Tuputech has already been helping social media, and online companies understand the content of images being shared on their platforms. It processes a billion images a day for the likes of Jinri Toutiao and Blued, filtering out over 95% of any illegal content posted to the platforms.

But, as the Chinese government makes ever stricter demands on what can and cannot be shared, people are communicating in ever more ways such as short videos and live streaming. Since July 2016, the government has imposed several rounds of regulation, warnings, and periods of tight scrutiny of video sharing live streaming platforms. Now video clients such as Bilibili, iQiyi, and Musical.ly are using its AI-based video filters.

Video and live streaming analysis

At an event in Beijing with the theme “High removal, low vulgarity, understanding video” on May 29, Tuputech’s CEO Li Mingqiang, a founder of WeChat, and partners talked about the difficulties facing video platforms and how tech is helping to keep ahead of users trying to abuse the products.

Tuputech CEO Li Mingqiang launches Tuputech 2.0 in Zhongguancun. (Image credit: Tuputech)

The software also helps with other aspects of content management such as real name registration and even matching the person appearing in the video to the ID of the registered user.

The algorithms are tailored to each client. The various video platforms carry different types of content aimed and created by different user bases. Perhaps the most noticeable difference is between apps popular in the most cosmopolitan cities compared to smaller, less developed towns and cities. The filtering is becoming increasingly sophisticated for each platform and is forming a “Sky Net” (天网), a term given to China’s smart surveillance camera network.

Examples of offending content that the system can detect in photo and videos. (Image credit: TechNode/Frank Hersey)

The updated systems not only recognize faces in the video but can determine facial attributes such as gender, age, expression–and attractiveness. Scoring systems for attractiveness are becoming more popular in apps in China with Microsoft’s XiaoIce becoming more discerning. It can also detect the faces of celebrities.

Beyond identifying the person, Tuputech’s algorithms detect and define actions and whether they should be blocked. For example, if someone is dancing in front of a camera for their live stream audience, at what point does the dancing cross the line to become “inappropriate”? There’s an algorithm for that.

The software can also detect and assess actions such as eating (there is a lot of this in Chinese video entertainment), but also anything inappropriate including smoking. Video analysis can determine the location, objects in the room, items related to crime or terrorism such as people wearing face masks (but not for pollution) or banned flags. People’s hand gestures are recognized and monitored.

Keeping up with regulation

Speaking at the event, Chen Taifeng, vice president of Yixia Keji which operates Miaopai, explained how his company had helped face the “big pressure” of recent government requirements on live streaming, joking that content safety workers hair went white because of them.

Chen Taifeng of Yixia Keji explains some of the regulation facing the industry. (Image credit: TechNode/Frank Hersey)

The software allows his company to be compliant far more cheaply, though he admitted that they didn’t find as much offensive content as they were expecting. Chen also spoke of the importance of learning about what people are doing and maintaining blacklists for content. He used the example of a Chairman Mao impersonator being brought on stage at a blockchain event in Hainan. They could see from their backend that only a few images and videos of this event got out through their platforms and if the type of image were added to the database, they “could 100% have been removed.”

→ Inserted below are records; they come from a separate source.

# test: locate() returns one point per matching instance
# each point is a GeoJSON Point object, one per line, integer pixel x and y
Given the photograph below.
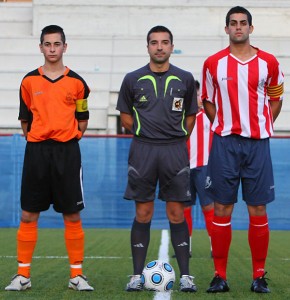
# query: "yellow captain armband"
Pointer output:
{"type": "Point", "coordinates": [275, 91]}
{"type": "Point", "coordinates": [81, 105]}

“We should go broader and wider than the government’s requirements for content checking,” said Xiuse Entertainment’s Zhou Gaoqin, who also spoke of the need to monitor messages between users as well as any video generated.

Zhou Gaoqin of Xiuse Entertainment explains how he hopes the industry can go beyond the requirements of the regulation. (Image credit: TechNode/Frank Hersey)

Many of the updates are aimed at informing content quality for the platforms. Simple measures such as detecting whether no one has been in front of the camera for a while can shut off a stream or judge whether the lighting or focus is off.

But the algorithms can also detect and assess the clothes people are wearing and the brand of cars appearing. Categories can be created for example classifying whether the host is “sexy” or a “glasses girl.”